Harris-Dawson believes the fact that he does not speak Spanish is not an obstacle, but he often partners with Community Coalition, the South L.A. nonprofit organization he headed before being elected to the council.

The group provides translation devices that allow member Irlanda Gonzalez to convert the English dialogue to Spanish. At a meeting last summer, coalition President Alberto Retana introduced Harris-Dawson in Spanish, stressing the importance of blacks and Latinos working together to improve the district.

He’s of a younger generation that gets the mixture that he inherited. He understands the dynamics of the Latino majority and works that dynamic.
Jaime Regalado, a emeritus professor of political science at Cal State Los Angeles

“He’s of a younger generation that gets the mixture that he inherited,” said Jaime Regalado, emeritus professor of political science at Cal State Los Angeles. “He understands the dynamics of the Latino majority and works that dynamic.”


Harris-Dawson replaced Parks after he termed out following 12 years on the dais. The men have different demeanors and styles of governing.

Over the years, the two men’s relationship became strained. They last spoke in 2009, when Harris-Dawson, then the head of Community Coalition, tried to shut down a liquor store in the 8th District that he said was a nuisance.

Parks accused Harris-Dawson of grandstanding by “creating solutions for nonexistent problems.”

The divide widened, Harris-Dawson said, when Parks said the 8th District had turned into a “poverty pit” after his colleagues redrew his district to cut out three major assets: USC, the Coliseum and Leimert Park, the African American cultural hub.

“I was really insulted by the statement because I live here,” Harris-Dawson said.

Politically he’s often aligned with the other two South L.A. councilmen, Herb Wesson and Curren Price.

“Marqueece is doing all the right things to bring everybody to the table,” Givens, the political consultant, said. “He’s talking to folks and inviting people and getting people’s opinion and calling people. He has done a lot of outreach. That’s not Bernard Parks whatsoever.”

Parks said Harris-Dawson is too similar to Wesson and Price.
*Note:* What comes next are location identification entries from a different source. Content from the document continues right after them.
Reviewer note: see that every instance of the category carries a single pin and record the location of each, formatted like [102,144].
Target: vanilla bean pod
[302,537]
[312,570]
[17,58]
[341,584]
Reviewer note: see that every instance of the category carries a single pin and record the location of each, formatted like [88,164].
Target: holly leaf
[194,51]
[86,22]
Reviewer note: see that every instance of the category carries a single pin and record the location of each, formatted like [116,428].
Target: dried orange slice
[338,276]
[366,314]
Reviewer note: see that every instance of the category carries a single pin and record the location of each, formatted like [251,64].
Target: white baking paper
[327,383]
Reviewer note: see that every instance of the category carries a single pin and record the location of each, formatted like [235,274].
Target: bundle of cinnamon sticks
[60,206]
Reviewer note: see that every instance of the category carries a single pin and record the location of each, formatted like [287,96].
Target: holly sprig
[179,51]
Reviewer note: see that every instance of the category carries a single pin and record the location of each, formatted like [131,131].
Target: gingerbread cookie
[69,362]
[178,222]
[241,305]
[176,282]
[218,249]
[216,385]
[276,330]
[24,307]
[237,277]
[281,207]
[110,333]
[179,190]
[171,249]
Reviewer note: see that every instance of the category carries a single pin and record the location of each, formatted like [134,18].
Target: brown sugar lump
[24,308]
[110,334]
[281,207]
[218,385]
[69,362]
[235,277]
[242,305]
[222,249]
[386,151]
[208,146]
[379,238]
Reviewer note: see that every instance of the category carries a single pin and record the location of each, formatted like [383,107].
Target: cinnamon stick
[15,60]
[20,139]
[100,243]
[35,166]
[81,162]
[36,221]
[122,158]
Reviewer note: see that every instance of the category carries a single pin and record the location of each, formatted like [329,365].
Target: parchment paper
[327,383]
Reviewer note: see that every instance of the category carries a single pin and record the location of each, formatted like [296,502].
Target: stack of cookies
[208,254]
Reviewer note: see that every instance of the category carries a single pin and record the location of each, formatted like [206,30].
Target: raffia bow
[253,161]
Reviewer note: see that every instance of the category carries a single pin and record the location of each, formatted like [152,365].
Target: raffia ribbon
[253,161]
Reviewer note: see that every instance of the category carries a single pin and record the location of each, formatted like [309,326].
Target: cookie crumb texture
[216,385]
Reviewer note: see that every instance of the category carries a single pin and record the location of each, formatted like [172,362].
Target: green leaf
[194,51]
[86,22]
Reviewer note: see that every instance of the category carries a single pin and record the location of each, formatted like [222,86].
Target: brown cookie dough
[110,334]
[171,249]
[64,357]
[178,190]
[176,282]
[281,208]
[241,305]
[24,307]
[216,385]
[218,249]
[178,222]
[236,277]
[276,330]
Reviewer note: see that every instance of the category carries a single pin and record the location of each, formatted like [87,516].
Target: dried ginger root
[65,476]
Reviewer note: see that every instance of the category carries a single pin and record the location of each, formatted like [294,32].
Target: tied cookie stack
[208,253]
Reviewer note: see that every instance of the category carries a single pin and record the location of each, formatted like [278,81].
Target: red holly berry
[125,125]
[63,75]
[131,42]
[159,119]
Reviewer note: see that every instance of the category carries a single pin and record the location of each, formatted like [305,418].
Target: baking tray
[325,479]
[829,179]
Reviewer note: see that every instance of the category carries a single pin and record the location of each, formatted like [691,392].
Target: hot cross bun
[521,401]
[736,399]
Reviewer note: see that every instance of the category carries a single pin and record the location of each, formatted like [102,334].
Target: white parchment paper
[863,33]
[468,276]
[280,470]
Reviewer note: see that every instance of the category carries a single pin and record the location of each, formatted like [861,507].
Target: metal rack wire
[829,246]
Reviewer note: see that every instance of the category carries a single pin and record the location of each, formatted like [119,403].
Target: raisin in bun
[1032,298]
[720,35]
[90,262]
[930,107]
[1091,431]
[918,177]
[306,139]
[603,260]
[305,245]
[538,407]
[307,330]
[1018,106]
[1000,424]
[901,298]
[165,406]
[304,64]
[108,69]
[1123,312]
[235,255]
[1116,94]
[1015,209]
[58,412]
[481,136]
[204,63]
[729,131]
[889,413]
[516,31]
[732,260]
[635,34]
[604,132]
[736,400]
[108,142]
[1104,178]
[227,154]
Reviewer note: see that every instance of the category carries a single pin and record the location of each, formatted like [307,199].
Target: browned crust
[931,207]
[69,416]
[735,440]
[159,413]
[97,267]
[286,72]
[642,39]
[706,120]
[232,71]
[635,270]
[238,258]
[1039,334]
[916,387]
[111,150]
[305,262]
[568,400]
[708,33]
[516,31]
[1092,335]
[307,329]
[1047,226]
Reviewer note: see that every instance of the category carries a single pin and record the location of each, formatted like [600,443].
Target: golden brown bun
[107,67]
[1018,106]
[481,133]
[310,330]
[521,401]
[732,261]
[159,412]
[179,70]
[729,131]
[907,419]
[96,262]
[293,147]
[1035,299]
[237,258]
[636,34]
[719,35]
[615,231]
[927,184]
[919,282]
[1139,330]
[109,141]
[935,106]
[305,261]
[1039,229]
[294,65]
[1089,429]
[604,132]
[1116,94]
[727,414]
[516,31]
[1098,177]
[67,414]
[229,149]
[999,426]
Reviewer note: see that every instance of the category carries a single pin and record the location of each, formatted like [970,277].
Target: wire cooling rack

“To me, you didn’t get elected to get along,” he said. “You got elected to represent the community.... This collegial, I don’t know what that means. Does it mean when you have a differing of opinions you shrink and say nothing?”

Waves of Mexican and Central American immigrants have transformed the historically black neighborhood so that it is now majority Latino.
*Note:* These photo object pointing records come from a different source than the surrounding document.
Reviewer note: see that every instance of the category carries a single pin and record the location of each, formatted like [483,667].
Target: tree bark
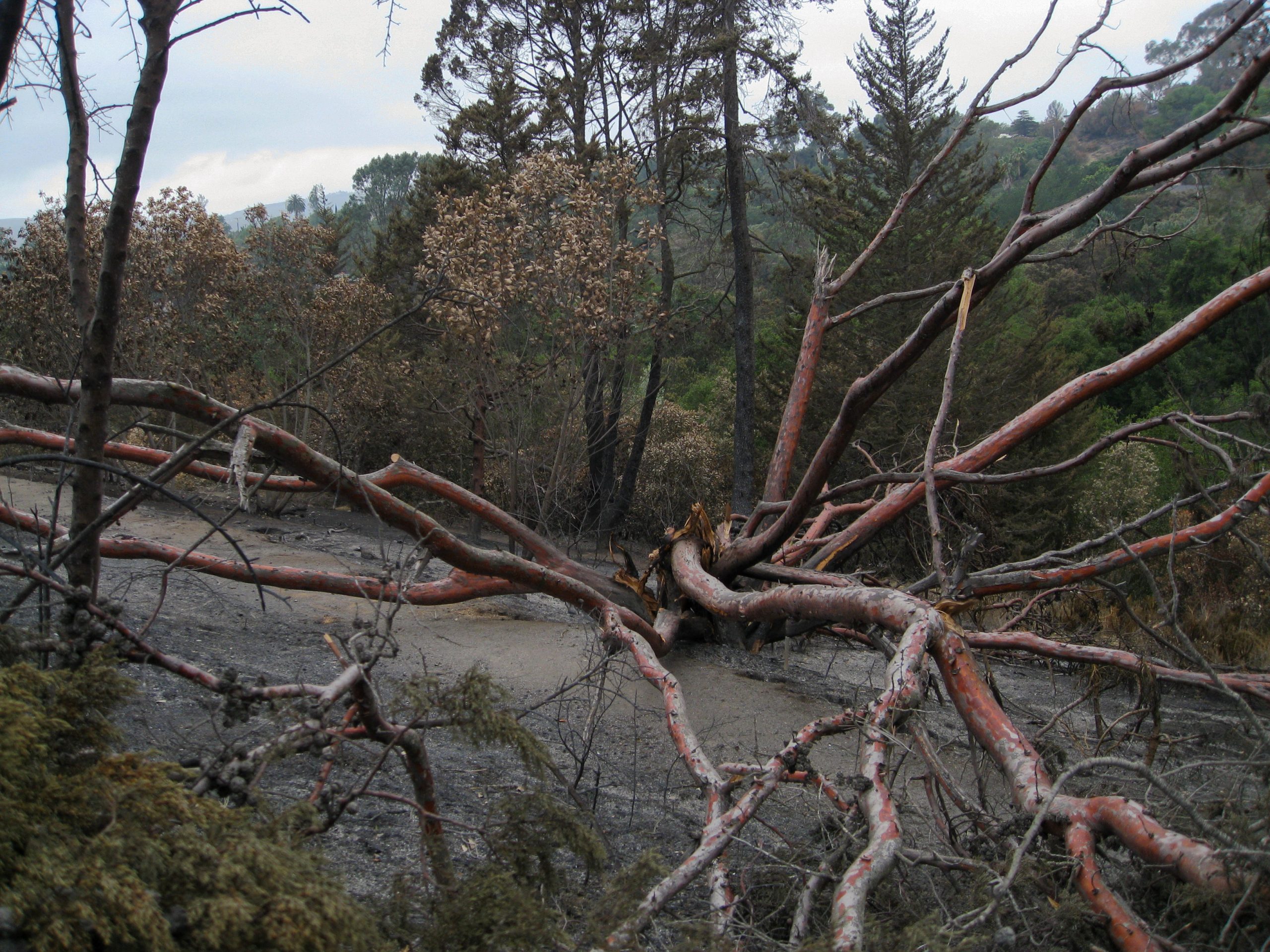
[479,431]
[97,357]
[743,276]
[12,13]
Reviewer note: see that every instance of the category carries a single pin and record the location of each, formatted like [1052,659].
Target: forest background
[601,347]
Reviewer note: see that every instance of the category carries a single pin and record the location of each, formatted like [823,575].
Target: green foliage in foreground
[106,851]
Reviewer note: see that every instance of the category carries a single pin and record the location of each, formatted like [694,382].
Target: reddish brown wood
[790,431]
[1255,685]
[568,581]
[1046,412]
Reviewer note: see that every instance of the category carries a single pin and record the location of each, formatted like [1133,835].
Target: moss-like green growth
[107,851]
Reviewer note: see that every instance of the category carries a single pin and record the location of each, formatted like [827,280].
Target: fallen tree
[770,579]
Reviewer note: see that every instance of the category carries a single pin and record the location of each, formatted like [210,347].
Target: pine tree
[910,93]
[912,102]
[886,144]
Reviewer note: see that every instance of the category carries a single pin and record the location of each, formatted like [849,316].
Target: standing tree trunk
[622,504]
[479,431]
[12,13]
[743,277]
[102,319]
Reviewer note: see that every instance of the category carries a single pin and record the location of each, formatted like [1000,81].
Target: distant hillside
[238,220]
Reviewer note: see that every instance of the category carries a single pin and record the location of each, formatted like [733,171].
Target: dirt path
[745,706]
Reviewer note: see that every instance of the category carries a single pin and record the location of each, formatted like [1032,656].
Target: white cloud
[232,183]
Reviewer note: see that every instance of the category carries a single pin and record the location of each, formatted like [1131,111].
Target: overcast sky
[259,108]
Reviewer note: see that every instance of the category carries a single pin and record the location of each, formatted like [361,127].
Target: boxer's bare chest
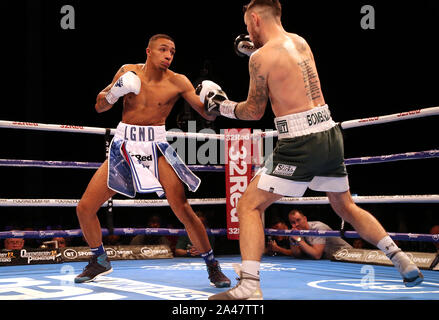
[153,103]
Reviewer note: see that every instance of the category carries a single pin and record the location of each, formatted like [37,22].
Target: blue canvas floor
[282,278]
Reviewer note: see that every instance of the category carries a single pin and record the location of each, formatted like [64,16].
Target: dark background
[53,75]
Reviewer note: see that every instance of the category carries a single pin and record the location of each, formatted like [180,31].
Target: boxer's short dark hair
[159,36]
[273,4]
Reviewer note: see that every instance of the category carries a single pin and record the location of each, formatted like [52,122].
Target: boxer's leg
[252,204]
[94,196]
[176,197]
[372,231]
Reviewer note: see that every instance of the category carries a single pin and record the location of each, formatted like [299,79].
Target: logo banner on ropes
[238,153]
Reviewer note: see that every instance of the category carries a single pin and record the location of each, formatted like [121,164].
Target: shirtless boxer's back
[309,152]
[140,159]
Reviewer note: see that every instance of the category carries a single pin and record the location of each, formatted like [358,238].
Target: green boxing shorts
[308,154]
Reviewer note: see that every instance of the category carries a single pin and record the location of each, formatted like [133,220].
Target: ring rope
[214,168]
[43,234]
[428,198]
[192,135]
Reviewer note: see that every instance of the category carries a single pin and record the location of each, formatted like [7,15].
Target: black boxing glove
[244,46]
[215,100]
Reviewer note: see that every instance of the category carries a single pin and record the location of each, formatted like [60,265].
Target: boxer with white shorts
[140,159]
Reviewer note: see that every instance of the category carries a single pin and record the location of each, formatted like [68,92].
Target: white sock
[387,245]
[252,267]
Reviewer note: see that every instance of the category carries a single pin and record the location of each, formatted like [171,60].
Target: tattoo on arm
[310,79]
[254,107]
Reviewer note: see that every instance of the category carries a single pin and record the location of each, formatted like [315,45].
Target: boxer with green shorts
[309,153]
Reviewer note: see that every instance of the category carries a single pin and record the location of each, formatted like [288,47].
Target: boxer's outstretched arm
[102,103]
[254,107]
[193,99]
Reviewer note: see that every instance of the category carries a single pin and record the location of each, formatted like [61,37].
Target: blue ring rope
[44,234]
[216,168]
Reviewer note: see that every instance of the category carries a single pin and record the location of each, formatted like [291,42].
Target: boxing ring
[183,278]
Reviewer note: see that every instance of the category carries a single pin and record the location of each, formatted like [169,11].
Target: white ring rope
[428,198]
[192,135]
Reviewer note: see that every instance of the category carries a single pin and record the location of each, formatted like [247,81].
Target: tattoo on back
[310,79]
[259,91]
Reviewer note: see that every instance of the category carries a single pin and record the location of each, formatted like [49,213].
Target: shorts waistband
[131,132]
[316,120]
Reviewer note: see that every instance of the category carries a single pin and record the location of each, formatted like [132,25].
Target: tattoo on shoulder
[310,80]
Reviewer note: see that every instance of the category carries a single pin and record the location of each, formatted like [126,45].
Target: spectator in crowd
[62,242]
[278,244]
[140,239]
[184,247]
[312,247]
[14,243]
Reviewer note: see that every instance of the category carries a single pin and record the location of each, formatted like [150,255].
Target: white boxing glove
[243,45]
[205,87]
[128,82]
[215,100]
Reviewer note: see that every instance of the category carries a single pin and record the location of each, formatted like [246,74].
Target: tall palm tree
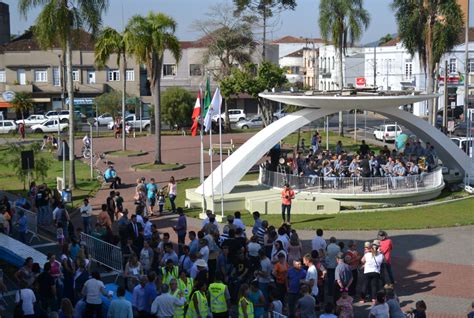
[429,28]
[147,38]
[56,25]
[342,22]
[109,42]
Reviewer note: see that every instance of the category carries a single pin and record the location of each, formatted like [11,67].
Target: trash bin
[66,195]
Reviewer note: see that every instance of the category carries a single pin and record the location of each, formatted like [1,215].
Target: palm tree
[342,22]
[56,25]
[109,42]
[22,103]
[147,38]
[429,28]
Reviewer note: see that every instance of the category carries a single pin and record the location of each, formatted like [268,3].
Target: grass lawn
[445,215]
[10,182]
[347,142]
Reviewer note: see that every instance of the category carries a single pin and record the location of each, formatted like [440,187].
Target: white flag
[214,109]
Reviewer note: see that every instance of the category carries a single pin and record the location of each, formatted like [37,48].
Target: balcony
[28,88]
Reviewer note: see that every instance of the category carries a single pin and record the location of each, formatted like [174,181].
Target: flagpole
[220,161]
[201,134]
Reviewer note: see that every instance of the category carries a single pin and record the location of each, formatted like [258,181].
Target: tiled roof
[292,39]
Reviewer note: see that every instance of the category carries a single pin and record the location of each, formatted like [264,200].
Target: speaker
[27,160]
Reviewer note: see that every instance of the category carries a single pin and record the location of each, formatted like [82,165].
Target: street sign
[360,81]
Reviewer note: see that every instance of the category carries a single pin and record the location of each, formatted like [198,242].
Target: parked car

Still, it remains a black political powerhouse. Many black politicians’ districts — supervisorial, Congress, Assembly and state Senate seats — overlap the 8th District.

It is also one of the poorest council districts with some of the highest crime rates. Last summer, at least 43 homicides occurred in the 8th District, the highest in L.A.

Decades ago, during a far more violent time in the city’s history, drive-by shootings and gang sweeps forced Harris-Dawson’s family to move to the other side of L.A. County — to the foothill communities of Altadena and Arcadia.

There, Harris-Dawson attended San Gabriel Valley schools, which saw an influx of immigrants from China, Taiwan and Mexico and a shrinking white population. On weekends, he visited his grandfather in Baldwin Hills.

He studied political science and mathematics at Morehouse College, an all-male historically black institution in Atlanta. From his college dorm 3,000 miles away, Harris-Dawson watched on TV as neighborhoods in L.A. burned during the 1992 riots. He vowed to return to his city. During freshman orientation, the dean told the group of young men, dressed in button-down shirts and ties, to look around them.

“You will never as long as you live in the United States be in a room with this many black men unless you go to prison,” Harris-Dawson recalled. He did, in 1995, when he attended the Million Man March in Washington.

After college he settled back in South L.A. as many black families began to move out, including to cities in Riverside and San Bernardino counties.

He may turn out to be the 8th District’s last black councilman. But he said he’s determined to help the neighborhoods he has been sworn to represent, regardless of how they look and what language they speak.

“If we improve the quality of life, it helps everybody,” he said.